What it Takes to be an Effective Parent

Published Categorized as Journal

You may have heard that there are several basic styles of parenting, and this is true. While it can help to study various parenting philosophies, when it comes down to it you have to use your own judgment and see what works best for you. At the same time, you’ll probably find that the following points can help clarify certain areas of parenting that many find challenging.

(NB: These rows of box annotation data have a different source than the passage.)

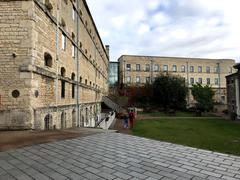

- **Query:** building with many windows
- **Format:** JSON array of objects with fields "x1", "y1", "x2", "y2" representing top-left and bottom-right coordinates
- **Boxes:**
[
  {"x1": 109, "y1": 62, "x2": 119, "y2": 87},
  {"x1": 0, "y1": 0, "x2": 109, "y2": 130},
  {"x1": 118, "y1": 55, "x2": 235, "y2": 104},
  {"x1": 226, "y1": 63, "x2": 240, "y2": 120}
]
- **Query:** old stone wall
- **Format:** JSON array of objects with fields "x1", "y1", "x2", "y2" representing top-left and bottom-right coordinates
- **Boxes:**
[
  {"x1": 0, "y1": 0, "x2": 109, "y2": 129},
  {"x1": 0, "y1": 1, "x2": 33, "y2": 129},
  {"x1": 119, "y1": 55, "x2": 235, "y2": 104}
]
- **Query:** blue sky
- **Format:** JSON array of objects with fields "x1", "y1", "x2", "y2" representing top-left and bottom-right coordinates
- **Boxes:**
[{"x1": 87, "y1": 0, "x2": 240, "y2": 61}]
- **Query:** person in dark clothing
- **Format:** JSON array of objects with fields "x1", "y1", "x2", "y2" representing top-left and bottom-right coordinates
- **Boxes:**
[
  {"x1": 123, "y1": 114, "x2": 128, "y2": 128},
  {"x1": 128, "y1": 110, "x2": 135, "y2": 129}
]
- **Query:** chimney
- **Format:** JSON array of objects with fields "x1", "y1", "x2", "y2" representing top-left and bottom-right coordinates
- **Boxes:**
[{"x1": 105, "y1": 45, "x2": 109, "y2": 59}]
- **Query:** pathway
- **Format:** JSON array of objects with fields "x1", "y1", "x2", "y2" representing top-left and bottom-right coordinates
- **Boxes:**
[{"x1": 0, "y1": 133, "x2": 240, "y2": 180}]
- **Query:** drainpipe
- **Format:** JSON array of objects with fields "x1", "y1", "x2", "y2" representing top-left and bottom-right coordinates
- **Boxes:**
[
  {"x1": 150, "y1": 59, "x2": 153, "y2": 84},
  {"x1": 217, "y1": 63, "x2": 221, "y2": 102},
  {"x1": 55, "y1": 0, "x2": 61, "y2": 122},
  {"x1": 187, "y1": 61, "x2": 191, "y2": 105},
  {"x1": 76, "y1": 0, "x2": 81, "y2": 127}
]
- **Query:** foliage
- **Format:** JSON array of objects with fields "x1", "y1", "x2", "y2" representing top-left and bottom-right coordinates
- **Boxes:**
[
  {"x1": 192, "y1": 83, "x2": 214, "y2": 112},
  {"x1": 152, "y1": 74, "x2": 188, "y2": 110}
]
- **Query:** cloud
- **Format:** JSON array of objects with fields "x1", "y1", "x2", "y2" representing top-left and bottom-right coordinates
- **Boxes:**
[{"x1": 87, "y1": 0, "x2": 240, "y2": 61}]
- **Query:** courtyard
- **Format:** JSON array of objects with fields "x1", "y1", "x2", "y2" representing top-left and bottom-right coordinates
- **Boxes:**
[
  {"x1": 0, "y1": 132, "x2": 240, "y2": 180},
  {"x1": 133, "y1": 112, "x2": 240, "y2": 156}
]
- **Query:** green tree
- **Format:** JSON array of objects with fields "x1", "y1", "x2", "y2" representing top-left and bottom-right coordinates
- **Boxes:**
[
  {"x1": 192, "y1": 83, "x2": 215, "y2": 112},
  {"x1": 152, "y1": 74, "x2": 188, "y2": 110}
]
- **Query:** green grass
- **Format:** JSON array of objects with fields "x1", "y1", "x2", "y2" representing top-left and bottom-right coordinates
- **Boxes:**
[
  {"x1": 139, "y1": 111, "x2": 216, "y2": 117},
  {"x1": 133, "y1": 117, "x2": 240, "y2": 155}
]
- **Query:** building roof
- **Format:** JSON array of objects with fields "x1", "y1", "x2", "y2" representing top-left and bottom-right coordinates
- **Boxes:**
[{"x1": 118, "y1": 55, "x2": 235, "y2": 61}]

If you practice permissive parenting, you have to be prepared for some difficulties down the road. This is a parenting style where discipline, if present at all, is kept to a minimum. If you’ve ever seen noisy, rambunctious kids in a public place whose parents make no attempt to reign them in, you’ve seen an example of this parenting style. Too much permissiveness can not only make your kids a burden on other people, it makes life difficult for the kids as well. For one thing, other people are not as lenient as permissive parents, so kids raised in such a home often have trouble when they have to fit into the wider world. Kids also need a certain amount of structure to feel safe and secure, and they look to the adults around them for this. Although there are many parenting skills that you may learn, one of the hardest ones to convey to your children is that there are consequences for their actions. Consequences for bad behavior typically range around the removal of certain privileges like surfing on the Internet or having to sit in the room. When it comes to setting up rules in the house, it’s best to only create rules that you intend to consistently enforce. Every rule that you set up needs to be adhered to, and not something passing in the wind that may or may not be required. It is so important to always be consistent with the enforcement of your policies, otherwise your kids will not develop a sense of responsibility or structure in regard to the choices that they make.

Making rules for your kids is a necessary part of being a parent. Up to a certain age, it’s even essential for their safety. Beyond this, however, kids need to have some structure in their lives until they’re mature enough to set their own limits. Most rules aren’t about life shattering issues, but on everyday matters like meals, schedules, how much TV/online time the child is allowed and similar things. You don’t want to make their lives too structured, though; the way you can strike a balance is by telling them something like, "You can either do A or B, but not both." You can tell them, for instance, that if they want dessert they have to eat their vegetables, but they might have a choice between spinach and broccoli. Your personality, and the personality of your child, will play a large role in your relationship as you both grow older. Some children need more discipline, while others have more self control. So, while it’s good to study various parenting theories and know what the experts recommend, in some ways you have to base your own parenting style on your own children and situation.